Note: the comments below are the unabridged submissions of readers and do
not necessarily reflect the opinions of the publisher.

 

From: Sam Wallace
For : The Editor (for publication)
Subj: google

Am rather suprised to hear you would not expect religious
organisations to welcome scrutiny - assuming you were
serious - I would expect the Moonies to attempt to silence
critics but am astonished and disappointed that google
agreed to remove the links.

Google should have a disclaimer on the front page stating
that many relevant search results could be omitted as they
are too timid to honestly list the available pages. Sure
they could follow some standard ethics when listing sites
e.g. those grounded in law like kiddie porn sites but if
the Moonies are going to make all the claims they do and
expect google to link to them then they should expect the
links to critics also.

As for your notion of potential copyright infringement when
google caches web pages, it would seem to me that there is
little difference between google's caching and the average
surfer.

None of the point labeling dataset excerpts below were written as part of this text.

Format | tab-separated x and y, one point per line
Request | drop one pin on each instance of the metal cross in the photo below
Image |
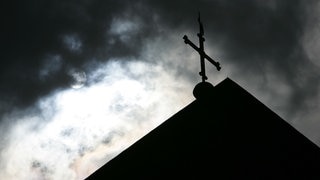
201	52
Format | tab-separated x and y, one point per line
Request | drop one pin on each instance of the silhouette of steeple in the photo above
226	133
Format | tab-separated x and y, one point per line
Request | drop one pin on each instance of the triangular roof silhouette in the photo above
225	134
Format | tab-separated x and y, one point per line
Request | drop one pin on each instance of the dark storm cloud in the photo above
42	40
256	36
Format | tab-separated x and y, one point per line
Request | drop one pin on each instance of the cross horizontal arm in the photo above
187	41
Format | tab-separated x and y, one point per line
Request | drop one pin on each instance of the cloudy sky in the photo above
83	79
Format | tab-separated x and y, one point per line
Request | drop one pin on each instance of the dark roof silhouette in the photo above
225	134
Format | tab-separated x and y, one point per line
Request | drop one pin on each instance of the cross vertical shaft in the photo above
201	48
201	52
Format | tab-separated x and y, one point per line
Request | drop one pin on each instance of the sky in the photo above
81	80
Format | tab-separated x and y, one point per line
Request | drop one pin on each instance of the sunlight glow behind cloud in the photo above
75	131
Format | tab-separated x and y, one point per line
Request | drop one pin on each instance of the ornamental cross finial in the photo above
201	52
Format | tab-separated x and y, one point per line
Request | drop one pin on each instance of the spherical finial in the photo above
203	90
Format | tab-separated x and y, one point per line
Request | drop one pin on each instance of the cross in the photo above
201	52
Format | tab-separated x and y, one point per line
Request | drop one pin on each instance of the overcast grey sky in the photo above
81	80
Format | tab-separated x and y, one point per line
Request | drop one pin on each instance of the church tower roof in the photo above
225	133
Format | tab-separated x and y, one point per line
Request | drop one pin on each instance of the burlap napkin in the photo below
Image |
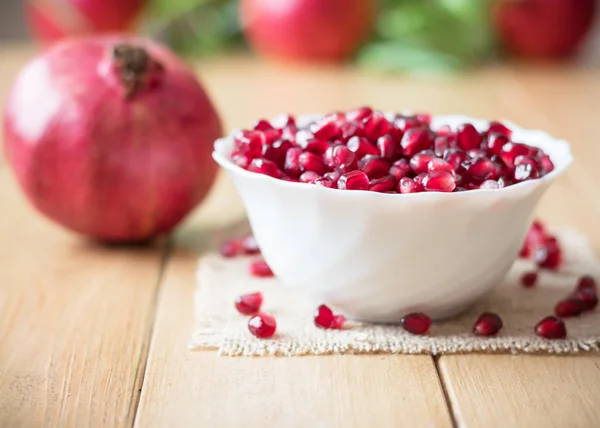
220	327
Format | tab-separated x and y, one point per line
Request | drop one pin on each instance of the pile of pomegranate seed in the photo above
488	324
416	323
248	304
363	150
324	318
542	246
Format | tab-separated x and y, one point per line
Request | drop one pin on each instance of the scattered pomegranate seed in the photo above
248	304
529	279
416	323
587	282
588	297
488	324
570	307
324	318
404	147
231	248
551	328
354	180
261	269
262	325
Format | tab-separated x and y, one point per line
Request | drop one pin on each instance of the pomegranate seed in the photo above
510	151
488	324
351	129
468	137
383	184
309	177
489	184
416	323
588	297
361	147
408	185
495	142
439	181
551	328
292	162
479	169
260	269
317	147
354	180
455	157
437	164
546	164
343	158
249	245
231	248
250	144
499	128
311	162
248	304
548	256
264	166
375	126
374	166
325	182
263	125
419	162
262	325
277	152
529	279
387	147
570	307
415	140
324	318
587	282
359	114
400	169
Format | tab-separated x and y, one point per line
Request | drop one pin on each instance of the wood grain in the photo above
75	322
523	392
184	388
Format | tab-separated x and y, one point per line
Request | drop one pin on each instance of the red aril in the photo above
325	318
488	324
127	158
354	180
416	323
262	326
529	279
261	269
551	328
306	29
248	304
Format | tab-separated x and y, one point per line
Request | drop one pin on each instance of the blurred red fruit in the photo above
53	20
544	29
306	29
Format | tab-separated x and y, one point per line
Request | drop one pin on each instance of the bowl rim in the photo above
223	146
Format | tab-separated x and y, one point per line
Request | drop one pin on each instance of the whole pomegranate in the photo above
111	137
544	29
306	29
51	20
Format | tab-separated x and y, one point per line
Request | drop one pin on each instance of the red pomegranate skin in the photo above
102	165
544	29
50	21
306	30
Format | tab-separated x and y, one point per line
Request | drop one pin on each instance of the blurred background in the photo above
386	35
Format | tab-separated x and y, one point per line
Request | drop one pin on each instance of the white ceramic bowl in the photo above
375	256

What happens when surfing? A copy of the web page
i.e. html, txt, images etc is downloaded and stored on the
local machine. So the surfer now has an identical copy of
the web page in their own possession. They have reproduced
the original. Now this can be made available via one's net
connection to anyone else e.g. some P2P apps have made the
contents of entire hard drives available to anyone else
running a similar app.

But the point is that this is how the system works; when
one publishes a web page they should be aware that when
others access the page their local machine will be copying
all published data. If I visit the M$ site I'll have the M$
logo in 'temp internet files' on my own computer. Am I
breaking the law?

I think there are a lot of aspects that could be discussed;
in the meantime I think the best thing google could do
would be to remove all links to the 'Church' of Scientology
as well as the cached pages. After all, their claims
contradict the Xenu site...maybe xenu should threaten
google...?


Aardvark responds
Note that it doesn't seem to be Google's caching that is at
issue here.  They could kill the cached copies without pulling
the links but they didn't.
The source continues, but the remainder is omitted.